Gazi Hüsrev Bey
Sultan ikinci Bayezidin torunu ve Bosna sancakbeyi Sarayda iyi bir eğitim gördü Dayısı Şehzade Mehmed, Kefe sancakbeyi olunca, Hüsrevi de beraberinde götürdü. Şehzade Mehmedin elçisi sıfatıyla Moskovaya gitti. 1521 de Bosna sancakbeyi oldu. Kanüni Sultan Süleymanın Belgrad Seferine katıldı ve Zemlin Kalesini fethetti. Belgradın fethinden sonra Macaristan, Hırvatistan, Transilvanya ve Dalmaçyaya Türk akınları devam etti. Mohaç Savaşına kadar süren bu akınlara, Sinan ve Bali beylerle birlikte Gazi Hüsrev Bey de katıldı. Mohaç Savaşında
emrindeki deli kuvvetleri ile ihtiyat birliği olarak geride durdu.
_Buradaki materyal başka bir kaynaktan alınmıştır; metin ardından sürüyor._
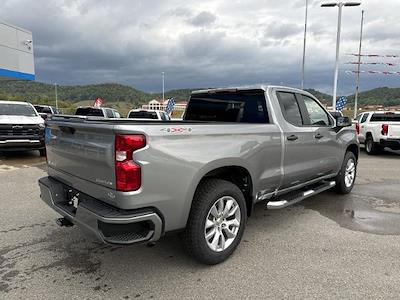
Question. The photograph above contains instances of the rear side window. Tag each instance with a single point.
(364, 118)
(290, 108)
(143, 115)
(317, 116)
(385, 117)
(163, 116)
(89, 111)
(239, 107)
(43, 109)
(109, 113)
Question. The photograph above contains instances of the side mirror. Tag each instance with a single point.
(343, 122)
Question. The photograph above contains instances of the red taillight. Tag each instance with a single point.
(127, 172)
(385, 129)
(358, 128)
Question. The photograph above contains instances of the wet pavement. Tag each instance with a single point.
(373, 206)
(328, 246)
(20, 159)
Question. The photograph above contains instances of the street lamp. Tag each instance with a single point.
(56, 94)
(304, 47)
(340, 6)
(163, 75)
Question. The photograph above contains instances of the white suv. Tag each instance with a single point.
(378, 129)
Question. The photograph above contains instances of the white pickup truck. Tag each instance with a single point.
(378, 129)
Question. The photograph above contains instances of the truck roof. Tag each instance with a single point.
(246, 88)
(14, 102)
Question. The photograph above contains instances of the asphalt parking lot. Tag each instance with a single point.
(328, 246)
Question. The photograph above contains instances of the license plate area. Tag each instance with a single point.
(70, 201)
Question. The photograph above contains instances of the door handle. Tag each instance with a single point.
(292, 137)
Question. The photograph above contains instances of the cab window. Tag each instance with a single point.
(317, 116)
(109, 113)
(290, 108)
(364, 118)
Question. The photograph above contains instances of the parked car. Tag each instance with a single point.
(46, 111)
(130, 182)
(97, 112)
(378, 129)
(21, 127)
(148, 115)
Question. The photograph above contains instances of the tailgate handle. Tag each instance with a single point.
(292, 137)
(66, 129)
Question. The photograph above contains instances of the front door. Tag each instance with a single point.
(326, 149)
(299, 163)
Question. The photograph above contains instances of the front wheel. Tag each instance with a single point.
(347, 175)
(216, 221)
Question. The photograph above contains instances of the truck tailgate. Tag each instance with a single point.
(394, 130)
(82, 150)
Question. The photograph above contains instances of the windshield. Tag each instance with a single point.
(17, 110)
(89, 111)
(143, 115)
(43, 109)
(385, 117)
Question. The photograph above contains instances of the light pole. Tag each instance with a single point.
(358, 67)
(340, 6)
(163, 75)
(304, 47)
(55, 92)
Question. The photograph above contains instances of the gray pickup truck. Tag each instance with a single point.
(130, 181)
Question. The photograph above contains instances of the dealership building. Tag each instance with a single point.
(16, 53)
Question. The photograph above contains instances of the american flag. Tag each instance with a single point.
(170, 106)
(340, 103)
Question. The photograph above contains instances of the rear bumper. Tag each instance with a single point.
(390, 143)
(109, 224)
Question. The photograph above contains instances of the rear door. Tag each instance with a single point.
(299, 157)
(391, 120)
(326, 150)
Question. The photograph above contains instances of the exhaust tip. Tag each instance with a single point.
(63, 222)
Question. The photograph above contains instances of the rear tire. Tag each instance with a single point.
(371, 147)
(216, 221)
(42, 152)
(347, 175)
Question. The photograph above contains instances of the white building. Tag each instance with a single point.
(16, 53)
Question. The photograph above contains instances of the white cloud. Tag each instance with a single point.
(207, 43)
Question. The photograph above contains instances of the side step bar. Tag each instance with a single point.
(297, 196)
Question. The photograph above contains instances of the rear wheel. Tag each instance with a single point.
(370, 146)
(347, 175)
(216, 221)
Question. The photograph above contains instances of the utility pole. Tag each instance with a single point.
(163, 79)
(55, 92)
(358, 68)
(304, 47)
(339, 26)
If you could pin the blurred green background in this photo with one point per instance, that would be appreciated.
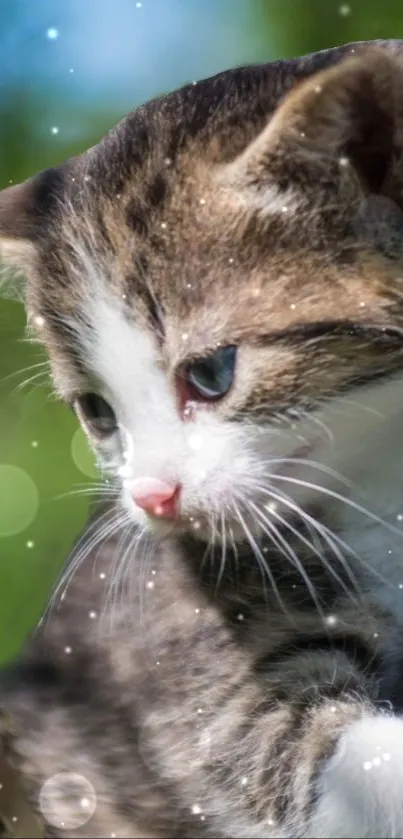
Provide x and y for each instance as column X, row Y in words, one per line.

Savaştan sonra Obrovaç Kalesiyle birlikte stratejik önemi olan pekçok kaleyi zabtetti. 1534 te Semendre sancakbeyi olan Gazi Hüsrev Bey, iki yıl sonra tekrar Saraybosnaya tayin oldu. 1537 de Venediklilere ait Solin, Kilis ve daha birçok kaleyi fethetti. 1539 da Adriyatik sahilindeki Kastelnova Kalesi denizden Barbaros Hayreddin Paşa, karadan da Gazi Hüsrev Beyin sıkıştırmaları sonucu ele geçirildi.
1540 yılında vefat eden Gazi Hüsrev Beyin, hayatı islamiyeti yaymak yolunda geçti. Emri altında bulunan 10 bin kadar deli kuvveti serdengeçti ile devamlı olarak hududlarda cihad hareketine katıldı. Ancak Hüsrev Bey bu sırada idaresi altında bulunan Saraybosnayı da imar etmekten geri durmadı. Şehirde pekçok cami, mescid, medrese, çarşı ve köprü yaptırdı. Kurşunlu Medrese diye de anılan Gazi Hüsrev Bey Medresesi yıllarca bir ilim ve kültür merkezi olarak hizmet verdi. Adalet ve ihsanı ile halkın sevgi ve saygısını kazandı.